Empreintes digitales, iris, voix, visage ou même démarche, la biométrie regroupe « l’ensemble des techniques informatiques permettant d’identifier un individu à partir de ses caractéristiques physiques, biologiques, voire comportementales1 ». L’utilisation des empreintes digitales comme moyen d’authentification date de la fin du 19e siècle et a pris un tour nouveau avec l’informatisation de la société à partir des années 1990. Depuis les années 2000, de nombreux documents d’identité tels que les passeports sont biométriques et contiennent, en plus des données relatives à l’état civil, l’image numérisée du visage, et pour certains des empreintes digitales.

La biométrie pour sécuriser notre quotidien

Sous l’effet de la démocratisation des smartphones dans le monde et l’installation de capteurs de plus en plus performants, l’authentification biométrique tend à sortir du seul spectre régalien et à s’immiscer dans la vie quotidienne de tout un chacun. L’une des promesses de la biométrie est de permettre à chacun de s’identifier et s’authentifier de manière fiable et rapide, en s’appuyant sur ses caractéristiques biologiques uniques, afin de remplacer tous les codes PIN, codes de sécurité et mots de passe du quotidien.

Présentée comme le lien entre notre identité physique et notre identité numérique, la biométrie s’inscrit dans le contexte de numérisation croissante de la société qui requiert un besoin de sécurité croissant, notamment avec le développement de l’Internet des Objets et les multiples interactions entre l’Homme et ces objets. En utilisant leurs empreintes digitales, leur iris, leur voix ou leur visage, les utilisateurs peuvent déjà franchir les frontières et pourront bientôt rentrer dans leur voiture.

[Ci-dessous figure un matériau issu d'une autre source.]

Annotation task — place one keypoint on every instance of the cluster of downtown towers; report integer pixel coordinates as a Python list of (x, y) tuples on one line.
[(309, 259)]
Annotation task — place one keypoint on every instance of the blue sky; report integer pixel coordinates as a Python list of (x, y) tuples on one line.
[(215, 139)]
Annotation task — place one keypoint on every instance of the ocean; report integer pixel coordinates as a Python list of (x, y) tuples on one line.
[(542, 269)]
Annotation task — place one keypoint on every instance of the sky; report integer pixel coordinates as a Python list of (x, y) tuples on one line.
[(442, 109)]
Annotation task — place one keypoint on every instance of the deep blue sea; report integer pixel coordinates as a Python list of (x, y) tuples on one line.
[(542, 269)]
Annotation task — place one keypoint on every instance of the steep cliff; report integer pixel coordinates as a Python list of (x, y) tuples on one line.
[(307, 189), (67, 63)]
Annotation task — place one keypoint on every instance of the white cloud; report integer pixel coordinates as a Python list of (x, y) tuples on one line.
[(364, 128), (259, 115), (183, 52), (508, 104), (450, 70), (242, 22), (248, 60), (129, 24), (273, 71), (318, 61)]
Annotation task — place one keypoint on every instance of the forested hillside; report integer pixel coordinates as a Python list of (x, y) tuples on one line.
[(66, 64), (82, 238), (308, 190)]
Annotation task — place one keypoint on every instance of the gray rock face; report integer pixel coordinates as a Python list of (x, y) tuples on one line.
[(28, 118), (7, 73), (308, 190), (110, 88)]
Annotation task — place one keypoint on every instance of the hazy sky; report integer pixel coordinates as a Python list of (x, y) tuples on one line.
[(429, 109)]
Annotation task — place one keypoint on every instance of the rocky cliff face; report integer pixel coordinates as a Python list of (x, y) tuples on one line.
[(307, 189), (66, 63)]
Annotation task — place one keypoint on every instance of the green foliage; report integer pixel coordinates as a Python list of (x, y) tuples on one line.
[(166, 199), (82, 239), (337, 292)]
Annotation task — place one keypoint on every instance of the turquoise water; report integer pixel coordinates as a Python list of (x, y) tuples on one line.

De l’authentification au paiement : la biométrie remplace les codes PIN

Mais la biométrie permet également de sécuriser les paiements. Par exemple, le système de paiement sans contact, Apple Pay, repose sur les technologies de communication sans contact NFC (Near Field Communication) couplées à la capture d’empreintes digitales pour authentifier le consommateur. À la conférence d’ouverture du Cebit, Jack Ma, le président d’Alibaba, leader du e-commerce en Chine, faisait la démonstration du paiement par selfie, basé sur la reconnaissance faciale. Microsoft et Samsung intègrent également un capteur d’iris, qui permet de déverrouiller son téléphone d’un simple regard vers la caméra. Enfin, la carte de dernière génération d’OT, F-Code, remplace le code PIN par l’empreinte digitale du porteur grâce à un lecteur intégré dans l’épaisseur d’une carte de paiement classique. La biométrie, dont la réglementation encadre actuellement l’usage, pourrait également être utilisée lorsqu’un facteur d’authentification fort est requis, comme par exemple au moment d’un paiement sur Internet. Plus la transaction à effectuer est critique et plus nous avons besoin de la sécuriser en nous authentifiant. La biométrie permet de répondre à cet enjeu, tout en apportant un confort d’utilisation accru.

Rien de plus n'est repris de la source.